May 19, 2013
On 5/19/2013 5:02 AM, Simen Kjaeraas wrote:
>> By definition? Pointer semantics are what we choose it to mean.
> Of course. But which definition is saner:

For many types, it is extremely useful to have some sort of "invalid" value for it. null fills that role nicely for pointers, just as nan does for floating point types, and 0xFF does for UTF-8.

There's not anything insane about it. The Nullable type constructor even exists in order to provide such an invalid state for types (like int) which normally do not have one.

Yes, I do understand there's a role for pointers which cannot hold the invalid value.
May 19, 2013
On 5/19/2013 10:41 AM, deadalnix wrote:
> I have bunch of code that goes like :
>
> auto oldVar = var;
> scope(exit) var = oldVar;
>
> This is begging for a RAII solution where I pass var as template parameter but
> would require default constructor. This is an actual problem I have right now as
> all save/restore are harder and harder to keep in sync for no reason and
> generate a lot of boilerplate.
>
> This is a problem I have right now that default constructor would solve, and
> this isn't the first time I hit that need.

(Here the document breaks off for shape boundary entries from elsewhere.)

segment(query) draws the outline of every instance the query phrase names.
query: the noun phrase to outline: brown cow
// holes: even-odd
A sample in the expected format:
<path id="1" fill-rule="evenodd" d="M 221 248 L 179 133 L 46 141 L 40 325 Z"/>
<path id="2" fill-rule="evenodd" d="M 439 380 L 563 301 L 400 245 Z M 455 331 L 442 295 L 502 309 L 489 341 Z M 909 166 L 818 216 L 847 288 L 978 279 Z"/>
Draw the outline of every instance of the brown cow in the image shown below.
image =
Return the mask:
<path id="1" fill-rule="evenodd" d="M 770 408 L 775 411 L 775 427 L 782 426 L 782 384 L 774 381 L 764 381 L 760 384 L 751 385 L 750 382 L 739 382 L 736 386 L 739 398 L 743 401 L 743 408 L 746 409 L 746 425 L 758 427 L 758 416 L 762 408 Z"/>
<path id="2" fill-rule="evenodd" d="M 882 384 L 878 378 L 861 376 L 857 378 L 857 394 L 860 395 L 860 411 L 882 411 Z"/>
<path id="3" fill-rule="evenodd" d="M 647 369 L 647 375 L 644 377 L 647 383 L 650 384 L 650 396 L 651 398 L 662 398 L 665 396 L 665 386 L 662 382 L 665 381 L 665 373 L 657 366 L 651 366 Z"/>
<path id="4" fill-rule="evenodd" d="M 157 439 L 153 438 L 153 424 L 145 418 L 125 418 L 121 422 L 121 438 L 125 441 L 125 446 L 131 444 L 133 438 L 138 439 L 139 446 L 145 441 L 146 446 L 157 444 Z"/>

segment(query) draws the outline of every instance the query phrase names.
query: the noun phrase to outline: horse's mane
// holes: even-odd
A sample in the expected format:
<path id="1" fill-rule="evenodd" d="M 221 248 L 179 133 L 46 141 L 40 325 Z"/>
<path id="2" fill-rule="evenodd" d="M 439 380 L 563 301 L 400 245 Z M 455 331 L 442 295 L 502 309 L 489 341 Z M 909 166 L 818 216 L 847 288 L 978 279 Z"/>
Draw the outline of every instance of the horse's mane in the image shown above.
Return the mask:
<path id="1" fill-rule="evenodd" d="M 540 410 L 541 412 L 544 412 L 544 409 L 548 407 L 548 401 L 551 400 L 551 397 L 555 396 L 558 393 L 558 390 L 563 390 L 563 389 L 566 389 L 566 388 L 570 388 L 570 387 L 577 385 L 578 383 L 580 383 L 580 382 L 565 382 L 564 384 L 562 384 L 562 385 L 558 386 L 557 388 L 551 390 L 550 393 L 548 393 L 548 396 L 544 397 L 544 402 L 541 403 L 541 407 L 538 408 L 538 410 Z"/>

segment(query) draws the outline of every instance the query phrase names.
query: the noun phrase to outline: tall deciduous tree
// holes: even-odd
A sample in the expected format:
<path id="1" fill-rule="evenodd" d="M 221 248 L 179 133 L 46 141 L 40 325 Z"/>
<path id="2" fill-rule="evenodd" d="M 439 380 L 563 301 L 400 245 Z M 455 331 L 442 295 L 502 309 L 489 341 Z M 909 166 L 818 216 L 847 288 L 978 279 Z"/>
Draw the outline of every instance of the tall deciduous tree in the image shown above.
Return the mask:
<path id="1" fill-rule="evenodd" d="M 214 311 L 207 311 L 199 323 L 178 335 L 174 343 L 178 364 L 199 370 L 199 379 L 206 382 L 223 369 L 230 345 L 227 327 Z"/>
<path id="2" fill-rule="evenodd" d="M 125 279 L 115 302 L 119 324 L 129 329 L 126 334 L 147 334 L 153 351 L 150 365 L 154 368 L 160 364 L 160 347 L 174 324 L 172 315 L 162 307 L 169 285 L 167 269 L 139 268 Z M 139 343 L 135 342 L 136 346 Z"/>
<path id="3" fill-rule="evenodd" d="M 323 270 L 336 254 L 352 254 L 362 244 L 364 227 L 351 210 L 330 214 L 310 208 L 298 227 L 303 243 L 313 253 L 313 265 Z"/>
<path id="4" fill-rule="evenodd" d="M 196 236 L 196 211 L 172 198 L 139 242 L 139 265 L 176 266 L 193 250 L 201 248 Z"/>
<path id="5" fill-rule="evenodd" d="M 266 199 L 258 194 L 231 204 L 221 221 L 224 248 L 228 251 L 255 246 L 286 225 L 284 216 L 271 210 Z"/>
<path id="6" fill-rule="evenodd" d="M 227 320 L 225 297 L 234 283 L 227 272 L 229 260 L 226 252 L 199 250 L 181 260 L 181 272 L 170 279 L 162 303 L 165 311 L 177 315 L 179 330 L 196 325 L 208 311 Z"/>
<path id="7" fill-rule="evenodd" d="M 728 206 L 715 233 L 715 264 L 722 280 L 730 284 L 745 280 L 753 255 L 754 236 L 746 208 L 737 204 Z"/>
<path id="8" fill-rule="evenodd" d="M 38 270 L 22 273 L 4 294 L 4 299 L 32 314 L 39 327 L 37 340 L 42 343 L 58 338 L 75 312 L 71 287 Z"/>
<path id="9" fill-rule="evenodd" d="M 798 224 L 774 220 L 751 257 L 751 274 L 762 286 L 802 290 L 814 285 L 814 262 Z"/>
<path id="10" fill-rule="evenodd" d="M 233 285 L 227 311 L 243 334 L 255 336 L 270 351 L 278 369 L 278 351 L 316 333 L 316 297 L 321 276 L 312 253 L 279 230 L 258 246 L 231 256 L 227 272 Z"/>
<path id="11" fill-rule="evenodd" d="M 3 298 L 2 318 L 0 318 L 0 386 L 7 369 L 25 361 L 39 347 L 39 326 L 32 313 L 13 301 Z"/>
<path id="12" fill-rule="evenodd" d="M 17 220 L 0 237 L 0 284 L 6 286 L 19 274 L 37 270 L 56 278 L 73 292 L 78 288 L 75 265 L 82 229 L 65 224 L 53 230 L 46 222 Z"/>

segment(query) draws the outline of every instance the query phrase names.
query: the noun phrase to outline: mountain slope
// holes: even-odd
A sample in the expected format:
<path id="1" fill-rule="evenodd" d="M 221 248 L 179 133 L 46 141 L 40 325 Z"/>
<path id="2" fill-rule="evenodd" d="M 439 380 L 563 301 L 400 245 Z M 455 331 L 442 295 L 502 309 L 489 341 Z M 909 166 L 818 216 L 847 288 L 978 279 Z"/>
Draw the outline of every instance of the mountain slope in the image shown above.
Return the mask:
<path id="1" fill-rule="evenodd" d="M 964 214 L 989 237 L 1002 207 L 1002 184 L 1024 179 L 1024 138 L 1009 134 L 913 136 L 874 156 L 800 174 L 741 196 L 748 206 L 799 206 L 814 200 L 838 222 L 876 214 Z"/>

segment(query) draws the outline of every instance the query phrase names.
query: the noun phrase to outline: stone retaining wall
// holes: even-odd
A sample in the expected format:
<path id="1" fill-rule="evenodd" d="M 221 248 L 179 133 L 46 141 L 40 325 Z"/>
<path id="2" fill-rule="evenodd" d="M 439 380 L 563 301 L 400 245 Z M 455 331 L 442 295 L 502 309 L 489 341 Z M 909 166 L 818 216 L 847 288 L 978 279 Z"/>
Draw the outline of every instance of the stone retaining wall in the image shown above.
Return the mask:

oldVar isn't being default constructed in your example, nor can I see why you'd need a default constructor in order to use RAII for save/restore.

May 19, 2013
On Sunday, 19 May 2013 at 18:23:22 UTC, Walter Bright wrote:
> On 5/19/2013 5:02 AM, Simen Kjaeraas wrote:
>>> By definition? Pointer semantics are what we choose it to mean.
>> Of course. But which definition is saner:
>
> For many types, it is extremely useful to have some sort of "invalid" value for it. null fills that role nicely for pointers, just as nan does for floating point types, and 0xFF does for UTF-8.
>

I don't wanted to bring that up because I thought it would confuse people, but yes, 0xFF for char is the exact same problem and I argue in the same direction : require explicit initialization.

> There's not anything insane about it. The Nullable type constructor even exists in order to provide such an invalid state for types (like int) which normally do not have one.
>

If something can be null, you MUST do something to handle specifically the null case. D completely fail to ensure that.

void buzz(Foo f) {
    f.foo(); // Rely in faith. It is invalid and way easier to write than the valid code, which is THE recipe for it to spread.
}
May 19, 2013
On Sunday, 19 May 2013 at 18:27:08 UTC, Walter Bright wrote:
> oldVar isn't being default constructed in your example, nor can I see why you'd need a default constructor in order to use RAII for save/restore.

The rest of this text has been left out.